After pre-selling 25 of the three-bedroom cabins, the developers surveyed the new members and found that the lodging would be used only about one-quarter of the year. So they added a fractional component to the remaining cabins that Light said increased occupancy and thus was an economic benefit to the town. The Roaring Fork Club also allows owner members to stay in other cabins if the one they own is full.
And that's what led to an altogether new idea that Chaffin, Light and Wilhelm are now pursuing, along with other financial partners, under the name 32 Winds.
Taking the fractional concept and stirring it up to become more of a "lodging membership" program, Wind Rose (the partnership developing the 32 Winds program) bought land at the Lift 1A base of Aspen Mountain for a lodge development and is under contract to buy Building 11 in Base Village at Snowmass. (The Aspen land is currently part of a public master planning process for the whole base area.) A proposal to expand the Roaring Fork Club with eight new cabins is currently going through Basalt's land-use process.

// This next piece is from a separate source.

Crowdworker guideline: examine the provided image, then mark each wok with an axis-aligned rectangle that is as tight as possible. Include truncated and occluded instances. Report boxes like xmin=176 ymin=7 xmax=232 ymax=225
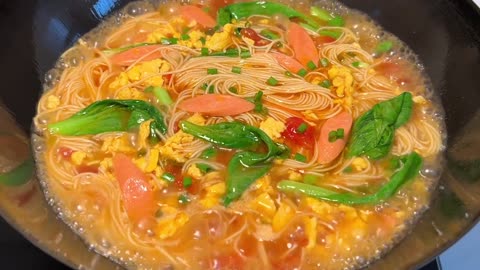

The concept, one that's never been done before in the Roaring Fork Valley, is to offer "lodging memberships" to buyers that would give them the option of staying in slopeside accommodation in Aspen or Snowmass, or at the Roaring Fork Club in Basalt. If one lodging option is full, chances are one of the other two would be available. The slopeside lodges will have "lockoff" units so they can be used based on the size of the party that's coming.
Asked why potential buyers would want the option to stay in all three communities when in the past guests have shown loyalty to one town or the other, Wilhelm replied that "70 percent of the people who come to Aspen ski Snowmass. Some people think in the summer that the Roaring Fork Club is most desirable. So you have the ultimate in flexibility relevant to the amenities this valley has to offer and it's all in one package."
Light said the partnership believes the program will achieve much higher occupancy than any of the components on its own, although potential buyers do have the option of buying into just one or all three. The 32 Winds program also includes properties in California wine country and Los Cabos, Mexico.
"The towns of Aspen and Snowmass, they're the big winners because the towns will be more active," said Wilhelm. "They won't have the Red Mountain syndrome where places are empty all the time."
But the Wind Rose partners still have to convince three groups of development-weary town officials that their plan is good for Aspen, Snowmass and Basalt. Plans for Aspen and Snowmass haven't entered the public process yet, and land-use approvals take quite a bit longer now than in the past.
Light and Wilhelm are confident of their prospects, and if all goes well, hope to be underway in Snowmass and Basalt next year, and in Aspen the following year.
Things are quite different now than in the early days of developing 3,000 acres of untouched land, although for Light, it's the evolution of community development.
"We're in the urban renewal business in Aspen and Snowmass," he said.